Posted on June 20, 2018 by Jonathan Z. Cannon

On vacation on Sanibel Island, FL, three hour’s drive from the central Florida town I grew up in, I’m thinking about place.  When I vacationed here as a child, Sanibel was a sleepy island, with primitive bungalows for tourists, insatiable hordes of mosquitoes, mephitic drinking water, and glorious shell beaches, refreshed daily by the tides. Like most of Florida’s West Coast, Sanibel has undergone a sea change since then, transformed into a high-end resort community with luxury accommodations and expensive homes – and, yes, points of public access to the beach. There’re fewer good shells, because so many more people are hunting them.

A visitor from the early days might say the island had been spoiled, but in fact people who cared about Sanibel and its sister island, Captiva, worked to protect it even as it morphed under intense development pressure. The local land trust, the Sanibel-Captiva Conservation Foundation (SCCF), begun in 1967 with the first flush of the modern environmental movement, is the largest private landowner on the islands and manages over 1200 acres of conservation lands on Sanibel and another 600 on Captiva. That’s in addition to the conservation lands managed by the State of Florida and the U.S. Fish and Wildlife Service, which include the 6400-acre J. Ding Darling Wildlife Refuge. Established in 1945, through the efforts of J.N. “Ding” Darling, a Pulitzer-prize winning political cartoonist and conservationist who kept a winter home on Captiva, the refuge protects a part of “the largest undeveloped mangrove ecosystem in the United States” and “spectacular migratory bird populations.”

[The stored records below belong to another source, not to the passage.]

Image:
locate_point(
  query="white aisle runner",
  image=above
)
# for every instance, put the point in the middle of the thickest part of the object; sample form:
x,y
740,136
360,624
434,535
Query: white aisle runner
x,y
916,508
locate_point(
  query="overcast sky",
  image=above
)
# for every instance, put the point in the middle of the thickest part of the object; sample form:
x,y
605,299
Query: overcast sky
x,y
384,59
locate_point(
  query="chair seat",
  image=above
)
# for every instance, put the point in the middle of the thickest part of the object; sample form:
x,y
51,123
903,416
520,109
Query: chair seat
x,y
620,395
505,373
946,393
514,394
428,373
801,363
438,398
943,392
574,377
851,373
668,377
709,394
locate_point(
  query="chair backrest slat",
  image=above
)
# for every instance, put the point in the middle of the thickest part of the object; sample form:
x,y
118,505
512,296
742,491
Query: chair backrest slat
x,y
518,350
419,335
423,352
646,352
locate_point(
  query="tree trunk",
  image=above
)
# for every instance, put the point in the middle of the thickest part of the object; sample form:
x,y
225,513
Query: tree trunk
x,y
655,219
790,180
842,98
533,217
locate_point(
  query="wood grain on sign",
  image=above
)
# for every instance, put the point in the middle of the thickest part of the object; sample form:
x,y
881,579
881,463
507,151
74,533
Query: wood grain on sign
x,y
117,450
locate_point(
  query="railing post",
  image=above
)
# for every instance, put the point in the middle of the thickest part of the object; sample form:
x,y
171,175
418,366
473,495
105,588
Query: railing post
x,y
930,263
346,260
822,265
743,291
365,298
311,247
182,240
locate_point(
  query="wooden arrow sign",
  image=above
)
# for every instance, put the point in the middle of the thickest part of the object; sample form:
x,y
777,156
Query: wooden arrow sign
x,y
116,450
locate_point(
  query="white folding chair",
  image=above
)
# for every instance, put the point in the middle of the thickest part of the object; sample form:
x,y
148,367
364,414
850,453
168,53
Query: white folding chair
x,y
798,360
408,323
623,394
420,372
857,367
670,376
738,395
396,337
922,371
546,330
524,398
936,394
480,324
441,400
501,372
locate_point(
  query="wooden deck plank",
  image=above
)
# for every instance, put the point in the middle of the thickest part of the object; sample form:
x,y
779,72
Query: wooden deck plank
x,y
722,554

We all live in places, vacation in places; we care about them –their people and their nature. There are over 1300 active land trusts in the United States, most of them local or regional. These organizations protect and manage over 56 million conservation acres largely though private donations.  Local governments protect additional land through easement acquisition programs, open space zoning, and protections for ecologically sensitive areas. These actions go on largely under the radar of the divisive politics that infects national environmental and natural resource policy. There are still conservatives and liberals, Republicans and Democrats in these local settings, but they are joined by a common interest in their place – the qualities that make that place worth living in for everyone.  This common commitment is more elusive at larger geographic scales, where red and blue segregate along lines of rural/urban, coast and heartland.

The power of place to mobilize action to protect and defend is no panacea for environmental ills. Rootedness in place can cause people to overlook the larger consequences of their actions, as in NIMBY cases. It also may fail to be an effective motivator for addressing issues at larger scales, such as climate change. But there’s evidence that politically diverse communities that are seeing the effects of global change, such as cities and counties in Southern Florida, are moving toward meaningful climate change policies – with both adaptation and mitigation components. A common threat to “home” might help lift even climate change into the realm of common commitment.